Neither is Matthew 19:12 which seems to laud eunuchs as being especially worthy of heaven. That would include those “which have made themselves eunuchs for the kingdom of heaven’s sake.” Christians with strong libidos hardly ever mention Matthew 19:12. I suspect most avoid thinking about it.
Not that thinking is all that important. Without a lick of proof, folks can simply pick and choose whatever suits their purposes. Take the Southern Baptists. The Baptist religion routinely splits along the lines of politics, geography, and race since it, itself, split from the Congregationalists around the middle of the 18th century.
The biggest rift came in 1845. Southerners wanted sanction for slavery. Northerners did not. The Southern Baptists emerged and used their version of god to justify one man’s owning another man. Because their own made-up god approved, the Southern Baptists didn’t have to offer a lick of proof to justify slavery.
Certainly proof is in short supply in another church, the one that not only uses the Bible, but gave us a whole new scripture. According to Trouble Enough, a history of Joseph Smith and the early Mormon Church, Smith claimed The Book of Mormon was given to him by divine revelation. He used a couple magic peepholes and, alone, read golden plates to a friend who recorded them. Then on June 14, 1828 the friend lost the first 114 pages.
Surely this could not be a problem. With divine revelation those lost pages could simply be recorded again. But what if the original turned up again and it didn’t agree with the second reading? Neither an immutable god nor his special messengers should be capable of making a mistake. Still all wasn’t lost on the imaginative Smith. He simply translated the new, improved version with the caveat : “. . . and being commanded of the Lord that I should not translate the same over again, for Satan had put it into their hearts to tempt the Lord their God by altering the words . . . ”

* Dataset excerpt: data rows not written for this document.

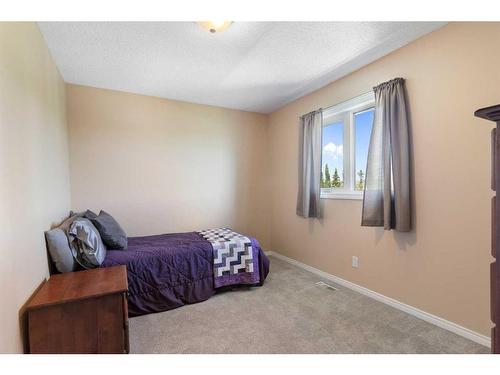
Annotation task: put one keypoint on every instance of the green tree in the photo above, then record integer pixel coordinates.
(361, 183)
(336, 179)
(327, 177)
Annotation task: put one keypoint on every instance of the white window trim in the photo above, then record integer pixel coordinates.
(347, 109)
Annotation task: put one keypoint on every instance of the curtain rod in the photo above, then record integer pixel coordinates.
(354, 97)
(334, 105)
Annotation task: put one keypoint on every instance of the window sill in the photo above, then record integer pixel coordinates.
(343, 195)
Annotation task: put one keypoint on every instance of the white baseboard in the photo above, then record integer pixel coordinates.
(433, 319)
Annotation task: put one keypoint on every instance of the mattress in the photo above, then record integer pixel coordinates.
(170, 270)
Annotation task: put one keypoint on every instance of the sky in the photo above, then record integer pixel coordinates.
(333, 143)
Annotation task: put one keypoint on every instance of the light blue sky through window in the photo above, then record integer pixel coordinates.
(333, 145)
(363, 122)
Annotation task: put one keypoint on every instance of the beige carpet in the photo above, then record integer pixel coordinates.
(290, 314)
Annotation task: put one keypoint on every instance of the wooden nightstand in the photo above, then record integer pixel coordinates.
(80, 312)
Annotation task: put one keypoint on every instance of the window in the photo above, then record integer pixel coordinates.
(347, 129)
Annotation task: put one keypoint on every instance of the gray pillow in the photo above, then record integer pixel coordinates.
(86, 243)
(59, 248)
(111, 232)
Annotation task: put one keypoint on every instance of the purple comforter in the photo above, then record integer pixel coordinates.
(170, 270)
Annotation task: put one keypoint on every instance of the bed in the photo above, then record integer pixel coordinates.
(170, 270)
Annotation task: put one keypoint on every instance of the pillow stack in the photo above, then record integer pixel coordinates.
(82, 240)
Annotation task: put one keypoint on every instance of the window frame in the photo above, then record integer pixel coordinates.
(346, 111)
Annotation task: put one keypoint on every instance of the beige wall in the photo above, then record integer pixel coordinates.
(34, 183)
(163, 166)
(442, 266)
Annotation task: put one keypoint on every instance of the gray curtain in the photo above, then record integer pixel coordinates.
(386, 201)
(310, 133)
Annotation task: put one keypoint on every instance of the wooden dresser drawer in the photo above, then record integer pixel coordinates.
(71, 314)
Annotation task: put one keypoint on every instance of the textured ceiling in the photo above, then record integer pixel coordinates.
(253, 66)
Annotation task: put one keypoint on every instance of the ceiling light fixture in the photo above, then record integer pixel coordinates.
(215, 26)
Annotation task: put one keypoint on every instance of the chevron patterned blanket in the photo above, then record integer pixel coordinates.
(235, 258)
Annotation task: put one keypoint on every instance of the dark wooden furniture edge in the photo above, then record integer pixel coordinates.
(492, 113)
(40, 300)
(489, 113)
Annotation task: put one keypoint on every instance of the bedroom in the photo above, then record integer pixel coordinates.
(152, 132)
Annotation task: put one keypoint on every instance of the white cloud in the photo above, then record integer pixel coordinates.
(333, 150)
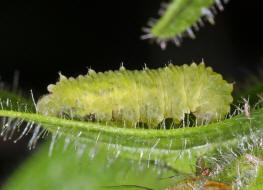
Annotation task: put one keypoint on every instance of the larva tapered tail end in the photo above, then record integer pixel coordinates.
(131, 98)
(181, 18)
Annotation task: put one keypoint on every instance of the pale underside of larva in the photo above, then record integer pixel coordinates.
(146, 96)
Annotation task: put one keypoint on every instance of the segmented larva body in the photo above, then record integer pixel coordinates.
(148, 96)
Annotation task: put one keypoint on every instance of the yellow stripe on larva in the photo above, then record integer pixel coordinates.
(147, 96)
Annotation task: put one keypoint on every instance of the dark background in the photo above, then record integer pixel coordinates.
(40, 38)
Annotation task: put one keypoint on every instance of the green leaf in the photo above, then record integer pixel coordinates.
(179, 19)
(173, 147)
(64, 170)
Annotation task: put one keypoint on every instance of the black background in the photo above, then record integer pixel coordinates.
(40, 38)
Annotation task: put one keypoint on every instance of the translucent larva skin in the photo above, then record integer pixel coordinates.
(146, 96)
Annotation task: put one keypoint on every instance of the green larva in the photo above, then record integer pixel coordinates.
(147, 96)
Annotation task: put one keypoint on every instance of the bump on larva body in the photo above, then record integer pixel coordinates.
(147, 96)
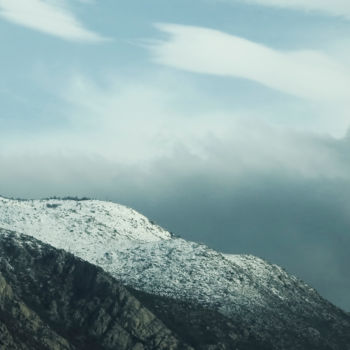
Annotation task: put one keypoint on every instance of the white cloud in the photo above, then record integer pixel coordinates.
(331, 7)
(142, 124)
(48, 16)
(308, 74)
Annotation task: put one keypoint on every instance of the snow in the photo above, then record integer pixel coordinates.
(147, 257)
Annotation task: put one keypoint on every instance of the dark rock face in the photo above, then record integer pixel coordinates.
(51, 300)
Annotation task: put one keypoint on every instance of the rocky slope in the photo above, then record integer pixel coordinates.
(270, 305)
(50, 299)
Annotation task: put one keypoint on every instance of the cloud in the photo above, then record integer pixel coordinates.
(334, 7)
(308, 74)
(211, 174)
(50, 17)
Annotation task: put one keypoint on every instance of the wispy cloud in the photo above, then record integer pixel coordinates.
(51, 17)
(334, 7)
(307, 74)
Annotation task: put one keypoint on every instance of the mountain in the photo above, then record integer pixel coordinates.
(51, 300)
(271, 307)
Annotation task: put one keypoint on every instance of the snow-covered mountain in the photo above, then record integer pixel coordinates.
(146, 257)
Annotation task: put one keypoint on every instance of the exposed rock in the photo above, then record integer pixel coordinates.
(51, 300)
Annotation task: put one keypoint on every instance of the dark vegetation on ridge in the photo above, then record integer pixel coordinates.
(51, 300)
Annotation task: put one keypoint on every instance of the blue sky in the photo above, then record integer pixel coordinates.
(225, 120)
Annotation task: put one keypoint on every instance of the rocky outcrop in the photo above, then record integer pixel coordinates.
(51, 300)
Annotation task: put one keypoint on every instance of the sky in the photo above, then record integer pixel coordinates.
(225, 121)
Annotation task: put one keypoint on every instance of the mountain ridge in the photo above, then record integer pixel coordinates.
(271, 303)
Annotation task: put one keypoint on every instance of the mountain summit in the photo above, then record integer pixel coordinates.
(274, 308)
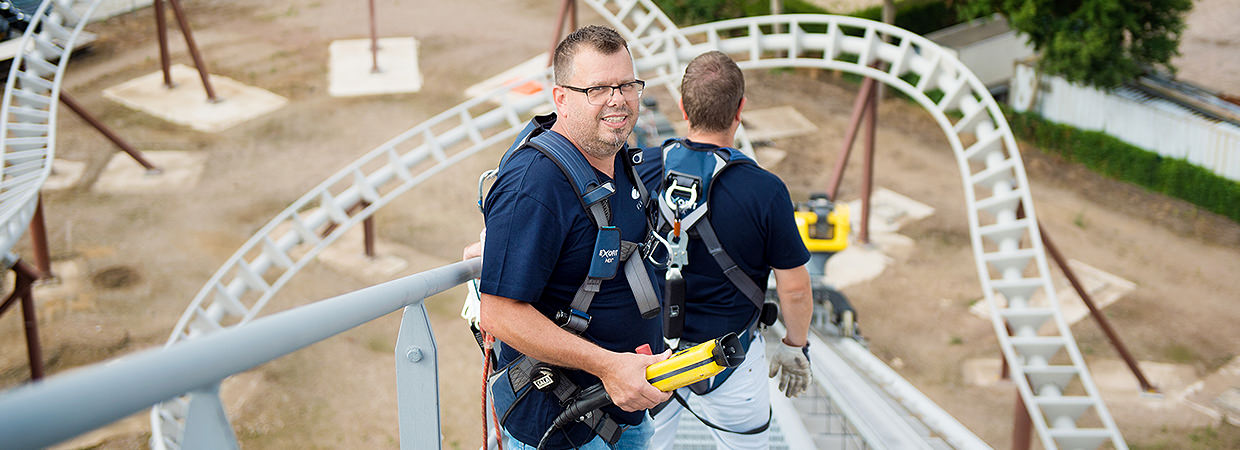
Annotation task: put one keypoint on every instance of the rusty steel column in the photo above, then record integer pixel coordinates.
(39, 242)
(1094, 311)
(161, 30)
(107, 133)
(859, 107)
(1022, 425)
(368, 232)
(868, 171)
(24, 277)
(194, 50)
(559, 26)
(375, 42)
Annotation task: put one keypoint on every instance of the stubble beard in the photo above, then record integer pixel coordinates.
(605, 143)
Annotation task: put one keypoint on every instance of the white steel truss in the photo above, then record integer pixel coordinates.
(27, 115)
(1047, 367)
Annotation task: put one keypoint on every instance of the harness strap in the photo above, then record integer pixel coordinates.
(642, 290)
(729, 267)
(520, 373)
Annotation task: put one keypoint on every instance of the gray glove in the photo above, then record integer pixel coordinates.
(794, 362)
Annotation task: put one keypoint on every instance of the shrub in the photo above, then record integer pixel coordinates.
(1125, 161)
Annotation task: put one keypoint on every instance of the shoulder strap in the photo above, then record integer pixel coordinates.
(699, 221)
(592, 194)
(729, 267)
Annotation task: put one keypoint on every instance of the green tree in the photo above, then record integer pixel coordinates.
(1099, 42)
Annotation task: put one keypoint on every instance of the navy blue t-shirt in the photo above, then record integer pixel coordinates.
(752, 213)
(538, 247)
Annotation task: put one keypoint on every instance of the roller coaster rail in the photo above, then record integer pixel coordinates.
(995, 184)
(991, 167)
(27, 114)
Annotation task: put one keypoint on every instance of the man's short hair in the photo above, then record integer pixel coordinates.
(600, 39)
(712, 89)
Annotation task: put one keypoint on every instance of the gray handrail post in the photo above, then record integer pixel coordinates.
(206, 427)
(417, 381)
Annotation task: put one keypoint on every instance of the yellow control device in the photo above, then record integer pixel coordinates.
(837, 239)
(696, 363)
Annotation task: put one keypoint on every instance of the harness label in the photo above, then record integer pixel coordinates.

Who could doubt that? There is every bit as much evidence for satan as there is for god. Otherwise the Mormon Church has been a microcosm we can study for the ever changing ideas of god. Some of the main characters of the Book of Mormon, the tribe of Lamanites were said to be so sinful and warlike that god gave them red skin. That bit of lore disappeared in the face of 20th century political correctness. The idea that blacks were not worthy of the highest level of sainthood also disappeared due to political correctness and possibly because BYU needed some faster running backs. Polygamy disappeared in order for Utah to become a state.
Such disingenuous ideas haven’t hurt the church a whit. It is one of the strongest and richest religions in the world. It’s also one of the most politically active. Not long ago the Arizona Republic reported that not one single law in Utah had passed if the church disapproved. Furthermore Mormonism is growing faster than almost any other. You can believe in anything as long as you believe in something, and as long as you control the surroundings.
Similar contradictions can be found in every religion. Some four hundred years ago the Catholic Church threatened Galileo with the rack for his heretical ideas. Recently the church that claims to be the sole earthly authority for god decided those ideas weren’t heretical after all. They now recognize that the earth isn’t the center of the universe. Even more recently they accepted evolution. Sometimes it’s hard to defend an immutable god.
Man made god. That is obvious. All of recorded history, including two thousand years of Christianity, has given us countless conflicting wild stories of him. There is not a bit of proof for any one. Such a belief was understandable when man couldn’t see beyond the range of his naked eye. We ought to know better today. It is important we challenge the credulous ideas that have allowed mankind to justify slavery, wars, inquisitions, cruelty, and ignorance.
Richard Dawkins said it best with “Faith is the great cop-out, the great excuse to evade the need to think and evaluate evidence. Faith is belief in spite of, even perhaps because of, the lack of evidence.”